Statement 11. A method comprising: identifying an input to a first machine learning model having a first layer and a second layer; identifying from a table, based on the input, a second machine learning model associated with the first layer and a third machine learning model associated with the second layer; based on identifying the second machine learning model and the third machine learning model from the table, transmitting a command to fetch the second machine learning model and the third machine learning model from a first storage medium into a second storage medium; and executing the second machine learning model and the third machine learning model for generating a prediction based on the input.

Statement 12. The method of Statement 11, wherein an access latency of the first storage medium is higher than an access latency of the second storage medium.

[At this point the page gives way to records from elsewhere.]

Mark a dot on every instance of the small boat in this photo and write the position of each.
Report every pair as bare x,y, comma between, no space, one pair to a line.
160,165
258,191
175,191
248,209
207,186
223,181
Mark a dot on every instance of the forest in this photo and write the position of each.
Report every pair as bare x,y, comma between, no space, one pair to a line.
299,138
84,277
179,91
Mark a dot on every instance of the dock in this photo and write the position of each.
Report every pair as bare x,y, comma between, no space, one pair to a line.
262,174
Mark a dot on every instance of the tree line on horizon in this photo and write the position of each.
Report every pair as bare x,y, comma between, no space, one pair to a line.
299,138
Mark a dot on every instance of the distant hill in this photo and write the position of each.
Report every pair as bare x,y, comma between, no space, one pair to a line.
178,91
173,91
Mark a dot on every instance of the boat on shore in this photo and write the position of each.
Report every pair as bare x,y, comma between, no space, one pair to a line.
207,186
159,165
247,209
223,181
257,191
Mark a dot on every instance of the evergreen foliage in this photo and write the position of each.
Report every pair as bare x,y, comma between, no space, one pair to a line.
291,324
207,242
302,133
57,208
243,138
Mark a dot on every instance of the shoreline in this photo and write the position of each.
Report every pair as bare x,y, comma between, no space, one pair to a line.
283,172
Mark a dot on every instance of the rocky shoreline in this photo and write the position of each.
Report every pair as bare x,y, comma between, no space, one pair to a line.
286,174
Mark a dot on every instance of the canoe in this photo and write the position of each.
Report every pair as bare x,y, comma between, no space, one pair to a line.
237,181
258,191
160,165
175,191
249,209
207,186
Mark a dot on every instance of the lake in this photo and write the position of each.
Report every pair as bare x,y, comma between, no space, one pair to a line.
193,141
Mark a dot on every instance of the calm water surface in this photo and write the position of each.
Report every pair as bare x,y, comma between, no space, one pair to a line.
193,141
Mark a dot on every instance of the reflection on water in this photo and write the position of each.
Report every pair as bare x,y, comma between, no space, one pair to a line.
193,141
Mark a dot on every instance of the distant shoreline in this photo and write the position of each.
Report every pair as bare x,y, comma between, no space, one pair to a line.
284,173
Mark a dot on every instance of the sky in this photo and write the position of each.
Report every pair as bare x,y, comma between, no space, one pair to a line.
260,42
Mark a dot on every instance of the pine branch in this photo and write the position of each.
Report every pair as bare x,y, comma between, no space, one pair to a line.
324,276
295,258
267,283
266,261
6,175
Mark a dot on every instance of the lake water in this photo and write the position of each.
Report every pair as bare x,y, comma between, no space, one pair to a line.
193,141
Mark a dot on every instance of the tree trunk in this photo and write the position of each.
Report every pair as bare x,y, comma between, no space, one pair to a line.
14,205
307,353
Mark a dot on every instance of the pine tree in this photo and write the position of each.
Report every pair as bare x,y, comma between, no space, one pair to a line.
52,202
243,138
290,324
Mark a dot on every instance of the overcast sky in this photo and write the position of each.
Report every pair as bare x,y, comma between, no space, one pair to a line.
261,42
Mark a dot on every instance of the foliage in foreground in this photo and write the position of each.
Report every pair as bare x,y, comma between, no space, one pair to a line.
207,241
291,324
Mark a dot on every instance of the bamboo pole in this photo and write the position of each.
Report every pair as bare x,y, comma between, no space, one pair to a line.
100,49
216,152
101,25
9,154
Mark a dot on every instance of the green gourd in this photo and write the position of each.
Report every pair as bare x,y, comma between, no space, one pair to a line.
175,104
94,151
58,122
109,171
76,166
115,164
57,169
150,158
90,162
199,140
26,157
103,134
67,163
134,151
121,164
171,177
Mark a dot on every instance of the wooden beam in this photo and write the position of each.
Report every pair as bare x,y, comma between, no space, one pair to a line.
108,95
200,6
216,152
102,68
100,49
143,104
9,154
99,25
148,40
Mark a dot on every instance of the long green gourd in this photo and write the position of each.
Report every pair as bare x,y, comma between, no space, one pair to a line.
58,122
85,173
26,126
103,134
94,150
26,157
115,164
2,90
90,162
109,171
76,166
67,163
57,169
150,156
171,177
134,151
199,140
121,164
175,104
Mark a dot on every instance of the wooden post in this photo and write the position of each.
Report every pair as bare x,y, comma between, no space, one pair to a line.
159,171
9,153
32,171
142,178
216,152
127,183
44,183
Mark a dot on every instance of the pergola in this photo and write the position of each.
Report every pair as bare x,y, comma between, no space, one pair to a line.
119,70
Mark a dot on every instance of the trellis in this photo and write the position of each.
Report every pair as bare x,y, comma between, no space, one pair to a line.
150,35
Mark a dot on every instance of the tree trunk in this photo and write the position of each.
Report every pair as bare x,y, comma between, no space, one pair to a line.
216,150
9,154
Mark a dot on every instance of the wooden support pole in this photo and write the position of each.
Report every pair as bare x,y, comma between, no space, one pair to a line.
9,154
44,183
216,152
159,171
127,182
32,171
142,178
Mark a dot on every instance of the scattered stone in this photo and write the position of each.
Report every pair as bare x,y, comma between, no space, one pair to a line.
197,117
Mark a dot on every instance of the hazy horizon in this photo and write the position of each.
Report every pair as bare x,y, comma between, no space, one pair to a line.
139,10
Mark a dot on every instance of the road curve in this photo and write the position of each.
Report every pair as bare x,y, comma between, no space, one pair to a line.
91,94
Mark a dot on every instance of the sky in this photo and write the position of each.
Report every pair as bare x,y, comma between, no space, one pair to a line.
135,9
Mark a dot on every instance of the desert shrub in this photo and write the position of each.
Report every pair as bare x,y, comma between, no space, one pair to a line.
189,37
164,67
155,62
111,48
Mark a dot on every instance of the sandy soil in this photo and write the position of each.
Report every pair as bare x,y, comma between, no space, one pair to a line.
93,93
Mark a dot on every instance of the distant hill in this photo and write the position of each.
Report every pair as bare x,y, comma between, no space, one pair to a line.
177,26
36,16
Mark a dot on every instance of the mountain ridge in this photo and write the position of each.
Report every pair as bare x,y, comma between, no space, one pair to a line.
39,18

Statement 13. The method of Statement 11, wherein the first layer and the second layer respectively include a first transformer layer and a second transformer layer of a neural network.

Statement 14. The method of Statement 11, wherein the second machine learning model and the third machine learning model respectively include a first neural network with a first set of parameters and a second neural network with a second set of parameters.

Statement 15. The method of Statement 11, wherein the second machine learning model and the third machine learning model are respectively trained for a first task and a second task.

Statement 16. The method of Statement 11, wherein the input is a token and the table stores the token, a first identifier for the second machine learning model, and a second identifier for the third machine learning model.

Statement 17. The method of Statement 11, wherein the table includes a plurality of words used to train the first machine learning model.

Statement 18. The method of Statement 17 further comprising: identifying a first word of the plurality of words; providing the first word to the first layer of the first machine learning model, wherein the first layer is configured to select the second machine learning model and generate a first output based on the first word; storing in the table a first identifier to the second machine learning model, in association with the first word and the first layer; providing the first output of the first layer to the second layer of the first machine learning model, wherein the second layer is configured to select the third machine learning model and generate a second output based on the first output; and storing in the table a second identifier to the third machine learning model, in association with the first word and the second layer.

Statement 19. The method of Statement 11, wherein the input includes a first token generated by the first machine learning model, wherein the prediction includes a second token generated based on the first token.

Statement 20. The method of Statement 11, wherein the first machine learning model includes a large language model.